IRGC Sebut Sasaran AS di Bahrain dan Radar Oman Diserang

2026-07-13 17:00 WIB · aindari

Iran menyatakan serangan rudal dan drone diarahkan ke fasilitas militer Amerika Serikat di Bahrain serta sistem radar di Oman.

Korps Garda Revolusi Islam Iran atau IRGC mengklaim telah melancarkan serangan terhadap infrastruktur militer Amerika Serikat di kawasan Teluk. Laporan media nasional Iran, IRIB, menyebut target serangan mencakup fasilitas AS di Juffair, Bahrain, serta sistem radar di Oman.

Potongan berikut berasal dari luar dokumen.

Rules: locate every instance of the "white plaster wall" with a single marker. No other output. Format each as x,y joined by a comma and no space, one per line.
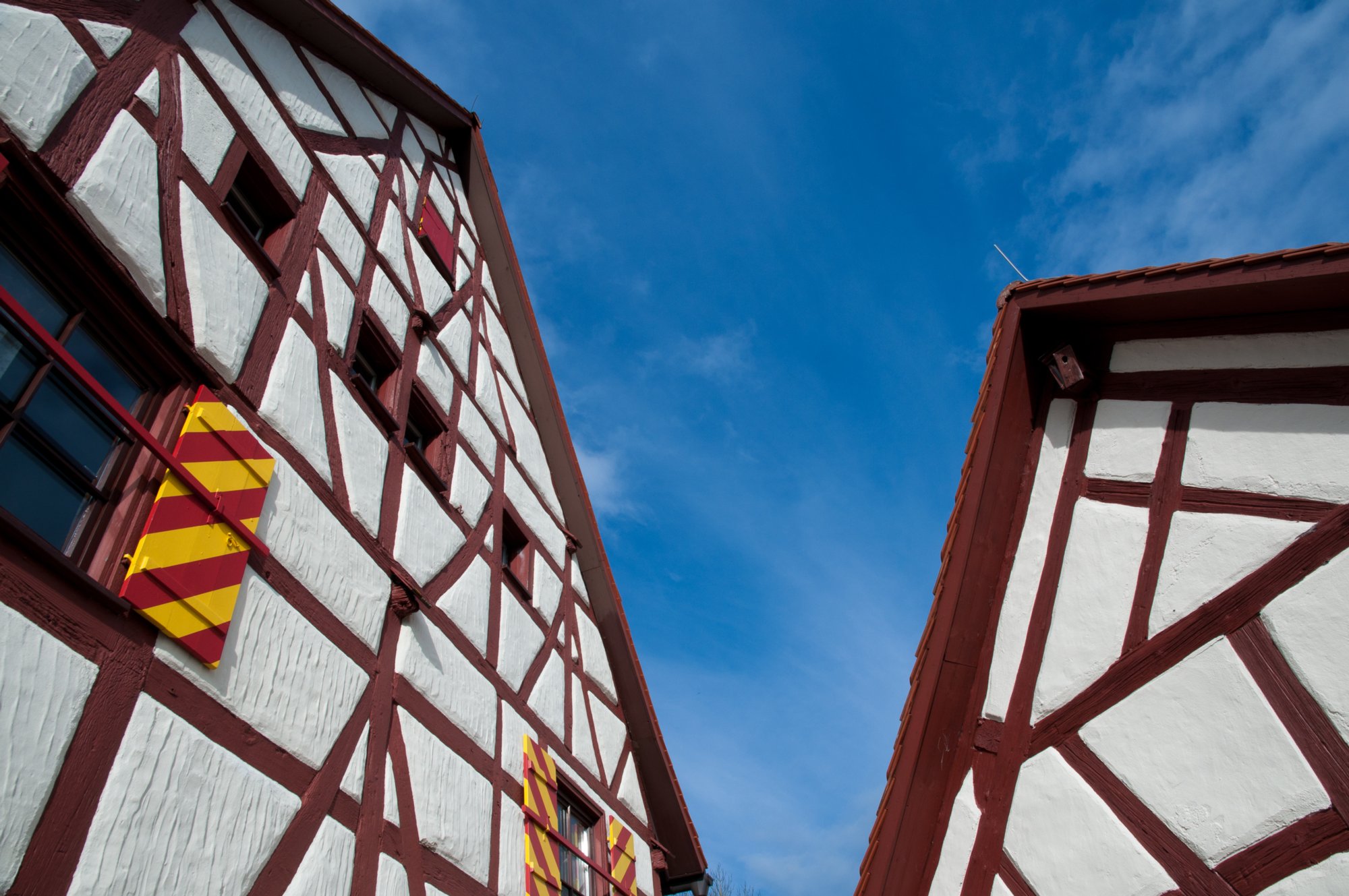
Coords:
477,432
44,687
118,196
594,656
1127,439
292,402
1209,552
1068,842
535,516
582,744
958,842
1328,349
547,591
328,862
339,301
1311,624
180,814
207,133
343,237
354,779
365,454
520,641
469,601
349,98
427,537
631,788
1019,598
454,802
1093,602
318,549
548,696
389,307
1275,450
219,57
435,374
470,489
1325,878
355,180
42,73
610,733
225,289
279,674
392,877
284,71
449,679
1205,750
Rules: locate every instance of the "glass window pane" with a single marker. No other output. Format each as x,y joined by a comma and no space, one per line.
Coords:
30,293
71,421
105,369
17,366
47,502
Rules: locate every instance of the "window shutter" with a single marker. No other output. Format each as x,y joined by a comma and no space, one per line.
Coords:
190,563
623,857
543,854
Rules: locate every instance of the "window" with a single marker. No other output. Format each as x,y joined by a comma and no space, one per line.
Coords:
578,827
516,554
59,447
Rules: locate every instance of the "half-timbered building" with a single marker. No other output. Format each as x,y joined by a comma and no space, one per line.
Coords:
1134,679
300,586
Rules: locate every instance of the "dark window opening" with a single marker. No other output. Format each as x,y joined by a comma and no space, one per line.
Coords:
258,207
57,443
516,552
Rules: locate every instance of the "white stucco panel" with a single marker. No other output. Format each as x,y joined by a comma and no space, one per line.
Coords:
1025,580
454,802
958,842
339,301
219,57
349,98
610,733
469,601
1127,439
292,402
449,679
520,641
280,64
427,537
1311,624
355,180
225,289
594,656
1209,552
279,674
1205,750
42,73
365,455
1327,349
118,196
318,549
1093,602
1275,450
1066,841
180,814
44,687
328,862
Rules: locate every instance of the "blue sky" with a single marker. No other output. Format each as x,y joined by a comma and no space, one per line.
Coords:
759,241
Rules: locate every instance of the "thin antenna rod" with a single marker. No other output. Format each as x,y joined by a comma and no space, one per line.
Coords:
1025,278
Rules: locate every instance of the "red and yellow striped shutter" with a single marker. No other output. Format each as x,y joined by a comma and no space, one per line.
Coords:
188,566
543,854
623,857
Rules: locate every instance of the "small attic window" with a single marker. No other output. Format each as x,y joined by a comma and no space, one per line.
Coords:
258,207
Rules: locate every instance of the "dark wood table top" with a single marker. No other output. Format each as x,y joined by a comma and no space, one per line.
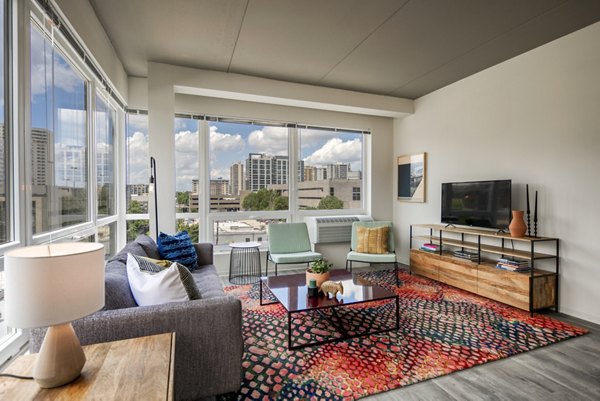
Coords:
292,292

Menurut laporan yang mengutip pernyataan Angkatan Laut IRGC pada Senin, serangan dilakukan dengan rudal dan drone. Sasaran di Oman disebut meliputi radar pengawasan udara jarak jauh dan radar pemantauan maritim.

Setelah klaim Iran diumumkan, Kementerian Dalam Negeri Bahrain menyatakan sirene serangan udara kembali terdengar di seluruh wilayah negara itu. Pemerintah Bahrain meminta warga tetap tenang dan segera menuju lokasi aman terdekat.

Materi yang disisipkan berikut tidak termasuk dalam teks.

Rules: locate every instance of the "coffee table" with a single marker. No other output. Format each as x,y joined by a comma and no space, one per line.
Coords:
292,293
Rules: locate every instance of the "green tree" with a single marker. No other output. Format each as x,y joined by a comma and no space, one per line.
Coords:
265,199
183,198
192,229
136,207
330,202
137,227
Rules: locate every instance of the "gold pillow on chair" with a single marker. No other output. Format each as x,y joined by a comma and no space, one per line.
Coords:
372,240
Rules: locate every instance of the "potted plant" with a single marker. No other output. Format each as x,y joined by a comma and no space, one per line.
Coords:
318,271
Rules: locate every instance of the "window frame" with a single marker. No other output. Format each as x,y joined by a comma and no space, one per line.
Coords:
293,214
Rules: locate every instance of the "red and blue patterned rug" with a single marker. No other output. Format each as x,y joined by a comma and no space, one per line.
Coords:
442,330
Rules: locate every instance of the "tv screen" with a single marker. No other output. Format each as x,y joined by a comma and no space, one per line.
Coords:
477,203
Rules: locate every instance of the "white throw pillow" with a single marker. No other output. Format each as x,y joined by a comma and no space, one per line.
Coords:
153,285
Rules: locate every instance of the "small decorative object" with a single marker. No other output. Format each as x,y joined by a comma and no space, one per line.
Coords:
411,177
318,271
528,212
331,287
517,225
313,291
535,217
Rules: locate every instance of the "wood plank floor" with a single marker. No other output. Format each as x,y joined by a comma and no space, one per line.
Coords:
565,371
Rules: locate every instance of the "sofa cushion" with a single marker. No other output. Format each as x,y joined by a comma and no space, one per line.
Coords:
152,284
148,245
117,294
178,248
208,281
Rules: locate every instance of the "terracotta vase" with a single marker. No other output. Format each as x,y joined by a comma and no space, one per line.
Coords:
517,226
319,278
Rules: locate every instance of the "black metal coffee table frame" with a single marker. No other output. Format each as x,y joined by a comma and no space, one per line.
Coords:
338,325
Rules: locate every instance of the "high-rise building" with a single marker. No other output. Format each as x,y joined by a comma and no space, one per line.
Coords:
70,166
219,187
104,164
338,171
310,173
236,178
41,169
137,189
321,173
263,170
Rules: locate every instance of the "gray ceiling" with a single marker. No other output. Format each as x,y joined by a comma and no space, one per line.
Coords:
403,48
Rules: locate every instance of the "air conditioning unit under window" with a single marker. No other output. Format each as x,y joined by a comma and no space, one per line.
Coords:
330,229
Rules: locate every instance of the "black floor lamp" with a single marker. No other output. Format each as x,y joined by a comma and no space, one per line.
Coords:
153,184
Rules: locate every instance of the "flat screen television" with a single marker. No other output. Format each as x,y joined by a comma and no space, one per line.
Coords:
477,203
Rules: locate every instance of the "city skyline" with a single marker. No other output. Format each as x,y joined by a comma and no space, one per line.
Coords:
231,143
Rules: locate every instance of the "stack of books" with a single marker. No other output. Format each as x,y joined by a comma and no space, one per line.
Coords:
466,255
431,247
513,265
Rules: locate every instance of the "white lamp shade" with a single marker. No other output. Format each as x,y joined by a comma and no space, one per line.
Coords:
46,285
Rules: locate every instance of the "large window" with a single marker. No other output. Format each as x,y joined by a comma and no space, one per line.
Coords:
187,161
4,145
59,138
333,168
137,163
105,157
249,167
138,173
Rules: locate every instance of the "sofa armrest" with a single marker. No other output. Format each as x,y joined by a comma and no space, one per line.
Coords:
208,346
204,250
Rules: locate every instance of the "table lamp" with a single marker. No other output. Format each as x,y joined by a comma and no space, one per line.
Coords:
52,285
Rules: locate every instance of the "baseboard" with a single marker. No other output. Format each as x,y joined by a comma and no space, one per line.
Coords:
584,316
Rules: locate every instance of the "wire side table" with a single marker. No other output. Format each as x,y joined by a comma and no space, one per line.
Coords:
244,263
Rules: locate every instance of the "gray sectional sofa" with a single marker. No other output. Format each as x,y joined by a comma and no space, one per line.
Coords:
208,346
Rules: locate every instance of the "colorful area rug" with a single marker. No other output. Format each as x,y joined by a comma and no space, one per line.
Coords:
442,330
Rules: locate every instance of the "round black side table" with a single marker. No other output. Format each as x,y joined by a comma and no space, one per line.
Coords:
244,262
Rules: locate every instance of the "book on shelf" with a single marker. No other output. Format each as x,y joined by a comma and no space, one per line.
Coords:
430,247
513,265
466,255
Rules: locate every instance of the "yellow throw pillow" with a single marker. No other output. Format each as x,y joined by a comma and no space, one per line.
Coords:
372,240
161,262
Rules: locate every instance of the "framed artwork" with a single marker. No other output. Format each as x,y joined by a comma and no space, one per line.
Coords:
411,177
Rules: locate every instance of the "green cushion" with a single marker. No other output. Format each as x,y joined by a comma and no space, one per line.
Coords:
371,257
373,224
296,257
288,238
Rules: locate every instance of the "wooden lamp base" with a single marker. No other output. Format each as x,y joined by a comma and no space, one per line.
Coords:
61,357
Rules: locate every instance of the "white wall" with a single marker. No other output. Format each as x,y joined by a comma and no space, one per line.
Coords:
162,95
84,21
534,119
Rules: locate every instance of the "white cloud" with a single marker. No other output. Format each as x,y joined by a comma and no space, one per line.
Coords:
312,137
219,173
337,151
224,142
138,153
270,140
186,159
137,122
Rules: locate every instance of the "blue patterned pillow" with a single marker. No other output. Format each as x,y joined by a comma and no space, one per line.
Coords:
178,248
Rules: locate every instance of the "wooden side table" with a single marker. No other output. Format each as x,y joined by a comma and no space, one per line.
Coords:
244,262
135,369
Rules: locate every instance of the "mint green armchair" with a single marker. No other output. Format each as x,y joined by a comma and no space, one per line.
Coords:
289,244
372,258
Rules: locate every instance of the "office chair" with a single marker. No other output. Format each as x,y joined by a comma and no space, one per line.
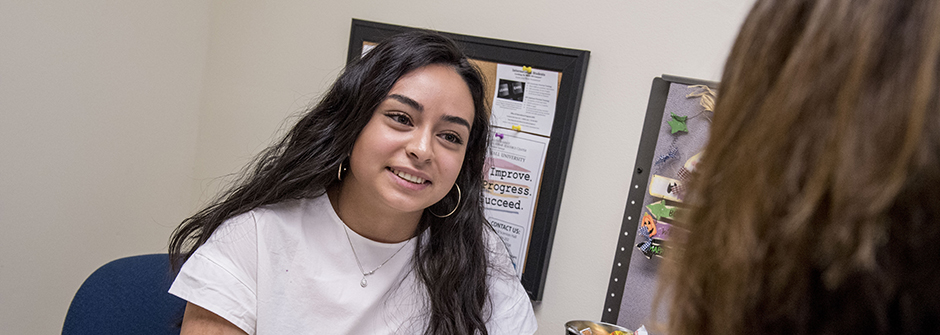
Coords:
127,296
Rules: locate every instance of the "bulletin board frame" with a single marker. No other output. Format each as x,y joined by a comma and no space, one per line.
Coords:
572,64
644,289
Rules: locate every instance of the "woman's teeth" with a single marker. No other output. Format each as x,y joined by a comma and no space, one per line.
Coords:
408,177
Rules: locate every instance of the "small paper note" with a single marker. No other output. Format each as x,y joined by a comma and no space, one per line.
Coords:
660,210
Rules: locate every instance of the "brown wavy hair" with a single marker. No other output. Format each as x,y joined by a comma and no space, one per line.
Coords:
816,206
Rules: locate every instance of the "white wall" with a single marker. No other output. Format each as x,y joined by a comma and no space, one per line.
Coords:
115,120
99,104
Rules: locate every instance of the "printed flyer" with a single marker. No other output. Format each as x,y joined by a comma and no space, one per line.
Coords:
525,99
511,187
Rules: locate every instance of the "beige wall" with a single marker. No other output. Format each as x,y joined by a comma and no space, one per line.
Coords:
116,119
99,105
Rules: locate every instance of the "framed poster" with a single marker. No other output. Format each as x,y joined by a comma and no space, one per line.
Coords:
676,128
535,94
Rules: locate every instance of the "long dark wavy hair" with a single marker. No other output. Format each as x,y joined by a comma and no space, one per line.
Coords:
817,199
451,262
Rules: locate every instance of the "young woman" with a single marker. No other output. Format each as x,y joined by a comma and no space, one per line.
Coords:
817,200
365,218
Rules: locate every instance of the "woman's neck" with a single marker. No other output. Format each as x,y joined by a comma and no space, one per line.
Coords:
371,221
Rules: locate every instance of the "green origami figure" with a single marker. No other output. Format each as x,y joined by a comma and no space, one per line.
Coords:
678,123
660,210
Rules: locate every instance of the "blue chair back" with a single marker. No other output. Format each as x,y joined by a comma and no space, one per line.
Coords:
127,296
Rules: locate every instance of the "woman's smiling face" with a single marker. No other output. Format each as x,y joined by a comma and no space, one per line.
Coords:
409,154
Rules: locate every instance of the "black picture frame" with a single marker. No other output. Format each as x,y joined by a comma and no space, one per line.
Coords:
617,292
573,66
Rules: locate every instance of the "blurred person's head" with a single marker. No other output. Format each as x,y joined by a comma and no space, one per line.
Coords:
816,206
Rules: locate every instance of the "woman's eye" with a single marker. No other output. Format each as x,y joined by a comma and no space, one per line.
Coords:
400,118
452,138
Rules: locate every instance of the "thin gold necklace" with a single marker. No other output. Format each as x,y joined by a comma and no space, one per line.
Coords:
365,274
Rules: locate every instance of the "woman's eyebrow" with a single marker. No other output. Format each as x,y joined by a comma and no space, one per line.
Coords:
456,120
406,100
417,106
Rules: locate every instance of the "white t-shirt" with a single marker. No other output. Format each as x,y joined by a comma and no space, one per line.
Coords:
289,269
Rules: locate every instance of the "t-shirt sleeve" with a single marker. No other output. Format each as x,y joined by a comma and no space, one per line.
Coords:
510,305
221,276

IRGC juga mengaitkan situasi ini dengan Selat Hormuz. Mereka menyatakan jalur pelayaran strategis itu hanya dapat dibuka kembali jika Amerika Serikat menghentikan keterlibatan militernya dan menghormati kedaulatan negara-negara pesisir. IRGC memperingatkan aktivitas militer AS yang berlanjut di kawasan tersebut dapat memicu insiden lebih besar dan berdampak pada sektor minyak serta gas global.

Ketegangan Iran-AS meningkat setelah rangkaian serangan terhadap kapal komersial di Selat Hormuz. Pada Minggu, IRGC lebih dulu mengumumkan penutupan selat itu hingga pemberitahuan lanjutan. Sebelumnya, pada Juni, Iran dan Amerika Serikat menandatangani nota kesepahaman yang dimediasi Pakistan untuk mengakhiri konflik militer dan menuju perdamaian permanen, tetapi Presiden AS Donald Trump kemudian menyatakan kesepakatan itu telah berakhir setelah eskalasi terbaru.